Same thing: The Woodstock of Capitalism!!! Thanks for the prod!
If you have never to Bershire Annual Meeting before, go to the meeting at least once. Even most shareholders hope Mr Buffett and Mr Munger living forever, we all know the time is not on our side.
I plan to attend Mr. Munger's Wesco shareholder meeting, but fail to do so because his meeting is scheduled so close to Bershire's annual meeting. I always think I will do it next year. Unfortunately, Mr. Munger sold the rest of his Wesco shares to Bershire this year, and there will be no more Wesco shareholder meeting in the future, what a pity!
There is a joke that you don't need to see the hen just because you like her eggs. But if you want to learn how to lay eggs, maybe it is not a bad idea to see the hen couple of times.
The best part of meeting, there are lots of presentation and trainings before and after the meeting, most of them are free and well prepared. You can meet lots of value investors from all over the country and around the world. I greatly expand my social networks with value investors during the weekend meeting.
Value Hiker, I am SO glad to hear your response regarding the Sokol mess based on having personally attended the BH meeting! I've been having these dark clouds of cynicism descending over me lately and I was really, really trying to resist because Buffet is such a hero of mine.

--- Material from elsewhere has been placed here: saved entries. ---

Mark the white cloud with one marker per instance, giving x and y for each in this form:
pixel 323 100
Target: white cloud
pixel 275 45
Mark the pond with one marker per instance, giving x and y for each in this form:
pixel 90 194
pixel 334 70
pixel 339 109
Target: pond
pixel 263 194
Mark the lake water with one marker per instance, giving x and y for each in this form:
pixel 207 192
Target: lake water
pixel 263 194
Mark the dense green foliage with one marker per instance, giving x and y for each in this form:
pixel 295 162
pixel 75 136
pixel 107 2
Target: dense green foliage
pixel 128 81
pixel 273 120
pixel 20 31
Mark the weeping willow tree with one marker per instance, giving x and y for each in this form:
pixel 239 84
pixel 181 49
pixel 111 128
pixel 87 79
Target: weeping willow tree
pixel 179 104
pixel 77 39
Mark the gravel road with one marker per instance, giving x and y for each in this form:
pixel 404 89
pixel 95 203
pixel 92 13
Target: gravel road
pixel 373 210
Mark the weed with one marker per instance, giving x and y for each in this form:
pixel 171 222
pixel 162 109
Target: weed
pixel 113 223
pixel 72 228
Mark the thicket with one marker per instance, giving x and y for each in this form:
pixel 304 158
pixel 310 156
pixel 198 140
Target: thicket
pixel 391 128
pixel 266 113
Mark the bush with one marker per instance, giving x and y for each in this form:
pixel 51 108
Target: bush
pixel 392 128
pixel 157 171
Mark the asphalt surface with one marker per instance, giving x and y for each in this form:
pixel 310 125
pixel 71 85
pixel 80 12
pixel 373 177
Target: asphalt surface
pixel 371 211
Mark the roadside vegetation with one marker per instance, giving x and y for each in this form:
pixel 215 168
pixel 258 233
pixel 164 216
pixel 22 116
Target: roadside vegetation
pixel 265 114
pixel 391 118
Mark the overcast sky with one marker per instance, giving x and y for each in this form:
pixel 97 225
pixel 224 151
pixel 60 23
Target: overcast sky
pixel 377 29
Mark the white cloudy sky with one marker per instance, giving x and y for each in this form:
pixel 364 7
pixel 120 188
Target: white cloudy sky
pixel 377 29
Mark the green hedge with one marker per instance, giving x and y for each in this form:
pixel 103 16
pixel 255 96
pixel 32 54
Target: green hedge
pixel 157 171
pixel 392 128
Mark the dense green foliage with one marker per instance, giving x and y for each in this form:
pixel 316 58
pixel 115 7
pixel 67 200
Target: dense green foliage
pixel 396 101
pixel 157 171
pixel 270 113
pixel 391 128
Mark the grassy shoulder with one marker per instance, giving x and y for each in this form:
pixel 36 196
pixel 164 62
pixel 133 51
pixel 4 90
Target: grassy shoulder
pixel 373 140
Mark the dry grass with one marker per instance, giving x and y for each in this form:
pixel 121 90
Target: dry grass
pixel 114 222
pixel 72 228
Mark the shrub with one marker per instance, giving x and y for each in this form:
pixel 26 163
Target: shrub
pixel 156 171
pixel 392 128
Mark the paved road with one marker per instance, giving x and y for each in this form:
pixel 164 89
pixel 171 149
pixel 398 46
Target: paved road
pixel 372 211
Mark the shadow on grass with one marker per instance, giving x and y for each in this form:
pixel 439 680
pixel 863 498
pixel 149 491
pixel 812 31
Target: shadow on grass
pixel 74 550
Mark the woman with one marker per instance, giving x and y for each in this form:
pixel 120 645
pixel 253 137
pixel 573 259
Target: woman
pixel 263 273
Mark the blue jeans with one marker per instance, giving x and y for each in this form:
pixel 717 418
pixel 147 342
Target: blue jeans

I had heard the whole thing reported, of course, but hard to really get a feel for the emotion in the room without being there.
The fact that Buffett and the shareholders would be on the same page in saying, "This is NOT what we stand for! We're going to continue to make money the old fashioned way--EARN it!" really sends a powerful message.
I just returned from Berkshare 2011 annual meeting and want to add some comments about David Sokol Scandal:
Most Berkshire shareholders DO care the Scandal about Mr.Sokol , so does Mr. Buffett.
Mr. Buffett opened the meeting with half an hour explanation. He said the whole accident is unexplainable and unexcusable. He misjudged Mr.Sokol who gave away 12M bonus to his coworkers voluntarily 10 years ago, and then made a stupid move for 3M dollars now.
There were half dozen shareholders continuing to push hard on the issue. Mr. Buffett patiently gave his explanation for each question, I can tell he did not try to cover up anything.
Nobody can deny the damage caused by Mr.Sokol's scandal, at least, I noticed there were many brokerage firms and hedge fund companies tried to take advange of this scandal , they tried to entice Berkshire shareholders to switch. As far as I can see, not very successful.
Like Apple, neither Berkshire nor Mr. Buffett are perfect, but the company as a whole, still holds an ethnic standard far above average American Coroporation.
I thought that this was an exceptional post and I really agreed with the follow-up comments about how shareholders could begin their personal moral due diligence by asking for a company's written policy concerning ethics.
However, as Carrie Bradshaw would say, "I couldn't help but wonder..." about exactly how far that approach took the shareholders of Berkshire Hathaway recently in processing their personal ethical responses to the David Sokol Lubrizol trading revelations.
Warren Buffett has staked his reputation on...REPUTATION. I guess he's the first to admit he didn't have really elaborate written policies at Berkshire but only because his expectations were so pithy that he thought he didn't need them.
So, if Buffett and his shareholders really cared about ethics, then that written policy and a dollar got them on the bus. If as Buffett is now saying, he called the SEC right away and reported the whole thing, then his written policy actually didn't do much either. And worst of all, if his shareholders actually DIDN'T CARE if he didn't care...well, I cynically suspect that's the honest, unvarnished truth.
Some corporate cultures just seem slimy from the outside (and in Facebook's case those perceptions make great movies) and some, like Berkshire Hathaway don't. But across the board, I think individual investors need to rely on their own moral compasses and creative due diligence rather than corporate ethics statements.